A votação do relatório final da Comissão Parlamentar de Inquérito (CPI) dos Crimes Cibernéticos, da Câmara Federal, prevista para ocorrer ontem (27/4) foi adiada para a terça-feira (3/5). A decisão foi tomada diante do impasse, colocado por deputados que são contrários ao relatório, que impacta diretamente os três pilares do Marco Civil da Internet: liberdade de expressão, privacidade e neutralidade da rede A nova data foi marcada após acordo dos integrantes da CPI que precisaram deixar a Comissão para integrar uma sessão extraordinária do plenário da Casa, que se estendeu muito.
Bruno Fortuna/Fotos Públicas
De acordo com informações da presidente da CPI, a deputada Mariana Carvalho (PSDB-RO), o presidente da Câmara, Eduardo Cunha (PMDB-RJ) concedeu mais uma semana concluir os trabalhos - já que o prazo regimental para encerrar o colegiado vence na sexta (29).
A CPI, que foi instalada em agosto de 2015 atendendo a requerimento do deputado Sibá Machado (PT/AC) sob o pretexto de se investigar o desvio de recursos de correntistas bancários e o tráfico de pessoas por meio da internet. No entanto, desde que foi instalada, foi palco de diversas ações políticas, críticas ao Marco Civil e ao atual governo. Ao final, alegando combater à pornografia infantil, hackers, crime organizado e até mesmo o terrorismo, apresentou-se um relatório com recomendações e sete projetos de lei que retrocedem nas conquistas já obtidas. Deputados e organizações da sociedade civil criticam a redação que aponta punições extras, cria atribuições a mais aos chamados crimes cibernéticos (já tipificados na Lei Caroline Dickmen) e, pior, não leva em conta todo o debate ocorrido durante o período de construção do texto - que teve mais de duas mil contribuições de todos os setores da socidade - e durante a votação do próprio MCI, aprovado em 2014. Não bastasse isso, o tema foi exaustivamente debatido na formalação de propostas para sua regulamentação, a partir de um decreto.
“Existe um processo de disputa, uma consulta publica que acabou de ser encerrada, em que diversas propostas foram apresentadas e o Ministério da Justiça está processando.
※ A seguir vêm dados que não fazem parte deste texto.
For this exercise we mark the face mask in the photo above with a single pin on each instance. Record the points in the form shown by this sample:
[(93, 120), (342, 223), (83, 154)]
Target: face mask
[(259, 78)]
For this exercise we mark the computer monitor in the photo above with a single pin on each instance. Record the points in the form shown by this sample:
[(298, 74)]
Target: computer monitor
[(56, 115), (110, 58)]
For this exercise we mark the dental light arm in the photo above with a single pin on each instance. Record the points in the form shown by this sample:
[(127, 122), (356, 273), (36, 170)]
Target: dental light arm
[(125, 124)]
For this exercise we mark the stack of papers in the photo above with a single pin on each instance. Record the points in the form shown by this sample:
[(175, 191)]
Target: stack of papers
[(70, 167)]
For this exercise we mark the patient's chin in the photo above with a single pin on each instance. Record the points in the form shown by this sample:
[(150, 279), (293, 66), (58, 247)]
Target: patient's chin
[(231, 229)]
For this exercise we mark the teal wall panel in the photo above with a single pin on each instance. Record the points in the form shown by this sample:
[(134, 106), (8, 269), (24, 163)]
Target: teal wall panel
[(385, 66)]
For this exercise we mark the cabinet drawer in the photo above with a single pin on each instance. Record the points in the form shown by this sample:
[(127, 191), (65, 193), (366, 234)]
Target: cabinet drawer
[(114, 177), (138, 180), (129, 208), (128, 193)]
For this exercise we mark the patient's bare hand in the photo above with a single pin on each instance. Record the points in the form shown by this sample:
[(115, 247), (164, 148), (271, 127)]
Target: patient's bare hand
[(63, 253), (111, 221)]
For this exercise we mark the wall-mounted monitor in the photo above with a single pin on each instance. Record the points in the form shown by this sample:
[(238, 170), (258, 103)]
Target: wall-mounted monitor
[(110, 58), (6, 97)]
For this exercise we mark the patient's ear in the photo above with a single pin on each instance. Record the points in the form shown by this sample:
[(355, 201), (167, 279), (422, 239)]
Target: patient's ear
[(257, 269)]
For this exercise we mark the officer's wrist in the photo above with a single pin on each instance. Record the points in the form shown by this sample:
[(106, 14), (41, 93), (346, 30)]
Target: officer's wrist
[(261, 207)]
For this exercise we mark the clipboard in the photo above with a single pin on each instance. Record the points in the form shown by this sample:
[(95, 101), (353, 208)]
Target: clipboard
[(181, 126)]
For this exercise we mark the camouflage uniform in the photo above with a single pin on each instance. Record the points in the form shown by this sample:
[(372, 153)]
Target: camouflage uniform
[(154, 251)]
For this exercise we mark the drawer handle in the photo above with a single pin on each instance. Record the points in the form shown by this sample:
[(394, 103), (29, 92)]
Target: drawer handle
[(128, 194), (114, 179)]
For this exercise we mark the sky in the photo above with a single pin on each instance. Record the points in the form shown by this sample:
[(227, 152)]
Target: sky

Muitas das resoluções que ainda demandam estarão contempladas no decreto”, explica a advogada Flávia Lefèvre, da Proteste, que concedeu entrevista para o jornal Engenheiro, da Feeração Nacional dos Engenheiros, sobre o assunto. Para ela “quem está por trás desses argumentos todos, explorando o caráter emocional” da pedofilia, dos crimes contra a privacidade e contra honra, é a industria do copyright (direitos autorais)”.
De acordo com o relator, o deputado Esperidão Amin (PP-SC), o texto sofreu modificações a partir de sugestões de parlamentares e de organizações. Um dos trechos alterados foi o que possibilitava que juízes bloqueassem aplicativos e sites sem ordem judicial. No novo texto, no entanto, permanece a possibilidade de retirada de conteúdo de aplicativos que não tenham representação no Brasil e de sites hospedados no exterior, com ordem judicial e pena mínima prevista a igual ou superior a dois anos.
Outro ponto questionado é o que estabelece, no relatório, que os casos envolvendo crimes praticados na internet fiquem a cargo da Polícia Federal “sempre que houver repercussão interestadual ou internacional e houver indícios da atuação de associação criminosa em mais de um estado da Federação ou no exterior”.
De acordo com Katitza Rodriguez, diretora de Direito Internacional da Electronic Frontier Foundation (Fundação da Fronteira Eletrônica), que atua na defesa da liberdade na internet, em todo o mundo o cybercrime tem sido utilizado como pretexto para a criação de leis que impõem controles sobre a atividade na rede. É quase uma cartilha seguida pelos setores conservadores que fazem discursos apelativos em nome da honra e da punição de malfeitores. Paquistão, Nigéria, México, Kuwait, Quênia, Filipinas, Peru, Emirados Árabes e Qatar tiveram propostas similares recentemente. Algumas delas encontraram forte resistência e foram arquivadas, algumas ainda estão pendentes e outras foram transformadas em leis.
O Comitê Gestor da Internet no Brasil (CGI-BR) expressou, em nota, "grande preocupação com as propostas de flexibilização e modificação" do Marco Civil da Internet pela CPI.